Sultani et al. [9] introduced a real-time anomaly detection approach for identifying 13 anomalous behaviors, including theft, burglary, fighting, shooting, and vandalism. They utilized a 3D CNN network for feature extraction and categorization of the samples into normal and abnormal classes. Their approach included a rating loss function and a fully connected neural network for decision-making, which was trained using the labeled data. The effectiveness of a neural network model on a dataset of real-time shoplifting videos was analyzed in [11] using a 3D CNN for feature extraction and classification. Ansari et al. [13] present an intelligent video surveillance system designed to detect shoplifting activities in retail stores. The system utilizes a convolutions neural network (CNN) to analyze the typical features of motion and appearance of a shoplifter and a deep learning module based on long-term memory (LSTM). The system identifies the shoplifting activities by analyzing the appearance and motion features in a video sequence. The performance of the proposed system is evaluated on a dataset of 177 videos, with 87 shoplifting cases, and showed promising results with accuracy = 90%.
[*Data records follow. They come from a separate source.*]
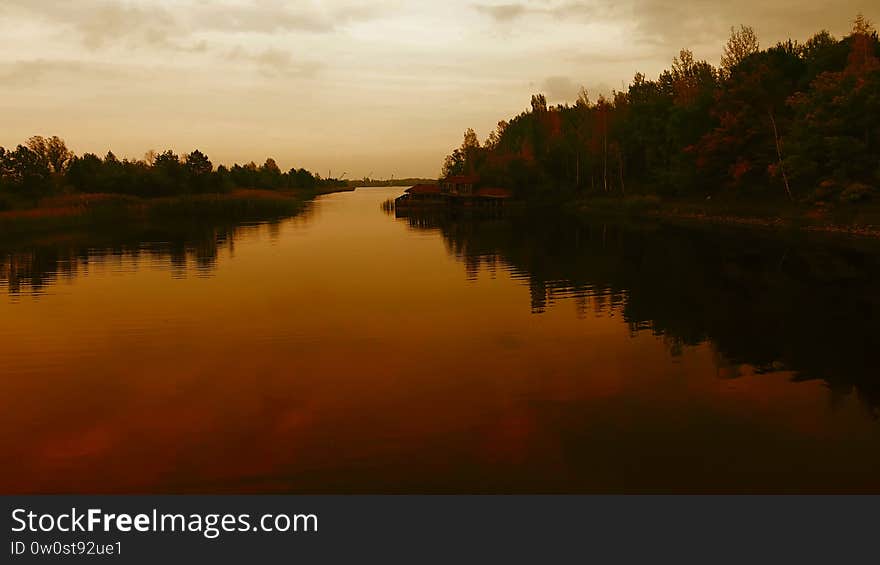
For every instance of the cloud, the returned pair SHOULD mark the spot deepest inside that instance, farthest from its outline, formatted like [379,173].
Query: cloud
[34,71]
[274,62]
[274,17]
[560,88]
[503,12]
Kirichenko et al. [3] present a novel approach for detecting shoplifting using a hybrid network that combines a 3D convolutional neural network (CNN) and gated recurrent units (GRU). The model uses the spatiotemporal features extracted from a video sequence by the 3D CNN and GRU, then uses the network to classify the actions as either normal or shoplifting. The approach is evaluated on a subset of the UCF crime dataset [8] of real-life shoplifting videos; UCF consists of 28 videos of shoplifting. The dataset was augmented artificially by dividing each video into 32 video segments. Due to the limited size of the dataset, which only contained 310 instances, it was deemed necessary to artificially increase its size. The approach taken involved horizontally mirroring each video fragment, which resulted in 620 instances. The results show improved accuracy with 93 % compared to other methods.

In previous studies, the majority of efforts have been focused on the task of shoplifting detection based on human activity recognition problems [3,13]. The task has been explored with 3D CNN [9,10,11], CNN + GRU [3], and CNN + LSTM [13]. In addition, the task was explored over very small datasets containing only 155 videos of shoplifting, and another containing a total of 175 video clips, with 88 clips depicting normal behavior and the remaining 87 clips showing instances of shoplifting [13], UCF-Crime dataset [3], including a subset UCF crime consisting of 28 videos recorded from surveillance cameras in retail stores.
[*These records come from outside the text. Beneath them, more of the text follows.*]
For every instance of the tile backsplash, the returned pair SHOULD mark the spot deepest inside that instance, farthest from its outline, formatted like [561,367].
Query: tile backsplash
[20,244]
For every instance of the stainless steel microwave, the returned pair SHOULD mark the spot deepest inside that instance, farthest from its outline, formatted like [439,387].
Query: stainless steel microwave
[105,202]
The major limitations of the existing datasets are as follows. First, the size of these datasets is small. Second, the corpora have only limited cases of shoplifting. We need a large and highly qualitative dataset to develop an efficient shoplifting detection system. Therefore, it will not be possible to use existing datasets to accurately train and test the shoplifting detection systems. In addition, all these existing datasets lack the simulated (people are asked to commit the theft) cases of shoplifting, which reflects how a common person uses different ways to commit theft.
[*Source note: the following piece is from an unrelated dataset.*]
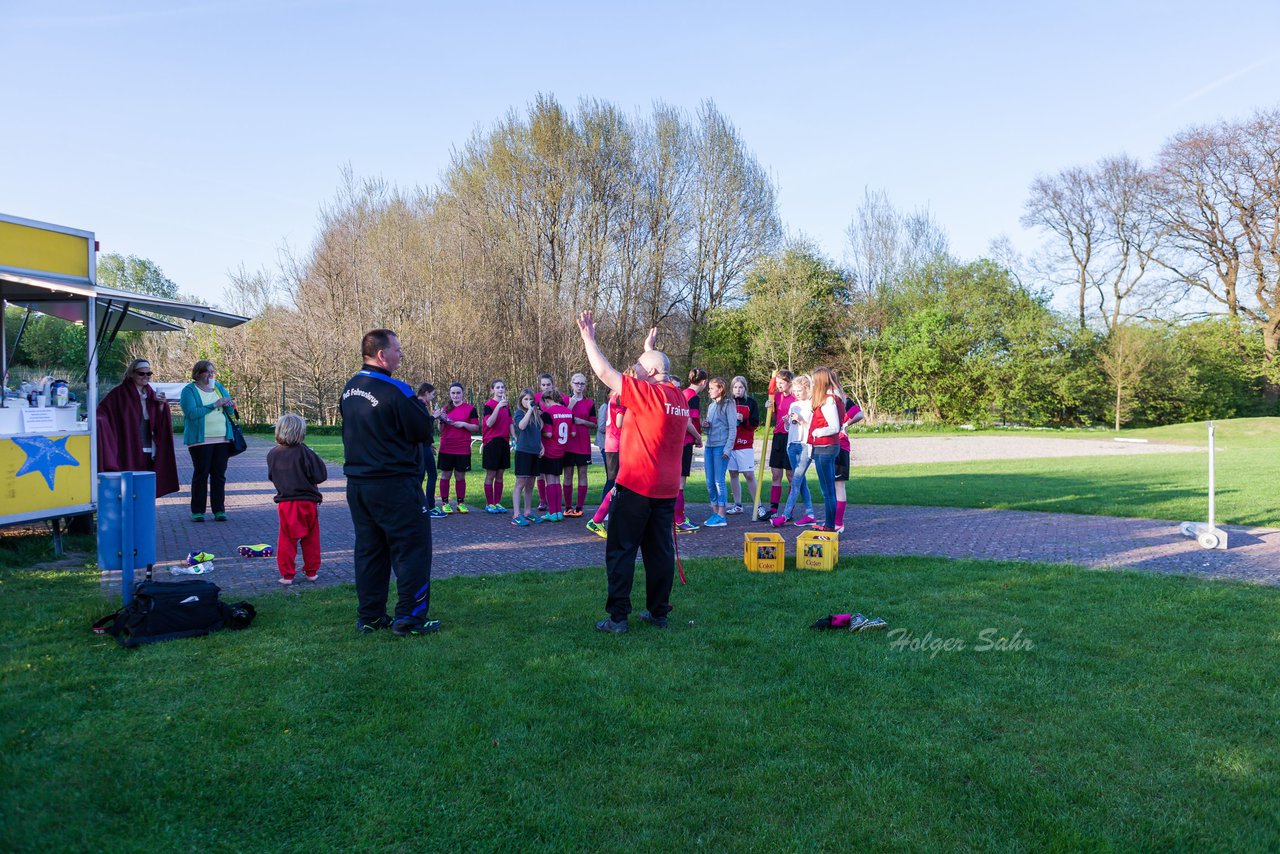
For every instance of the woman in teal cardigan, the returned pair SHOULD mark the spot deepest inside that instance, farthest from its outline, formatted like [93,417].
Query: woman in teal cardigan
[206,414]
3. Dataset Development Process

This section presents the development process of the dataset, which includes data collection, annotation, dataset statistics and extracted features, and images from the dataset.

3.1. Data Collection

The dataset that is generated from real-life events is called a real dataset. The fact that it includes real-world events makes the data more crucial for training our model on actual events and improving performance. Using mobile devices and IP cameras, we gathered the dataset from stores where different people were performing the behavior. It was very difficult to persuade store owners to allow these activities to take place in their establishments to develop real datasets. Over the course of six months, we selected several individuals, transported them to the store, and instructed them on how to commit theft. The videos are recorded at a resolution of 352 × 640 while they were performing thievery in several places with varied backdrops and different viewpoints in order to catch every potential technique of committing the stealing. The selected store was “Saim Store”.

We asked them to steal good in the following different ways.

Picking up the items and placing them in their pocket.
Boys setting the items into their shirts.
Boys putting items into their jackets.
Boys also placed the stuff inside their college bags.

3.2. Data Annotation and Statistics

In the manner described above, we made shoplifting videos by training our workforce and devoted a lot of time to this task. The data were manually annotated by an annotator in the next stage. The dataset, which included 450 videos of each class, was labeled with a ‘0’ for non-shoplifting activity and a ‘1’ for shoplifting activity.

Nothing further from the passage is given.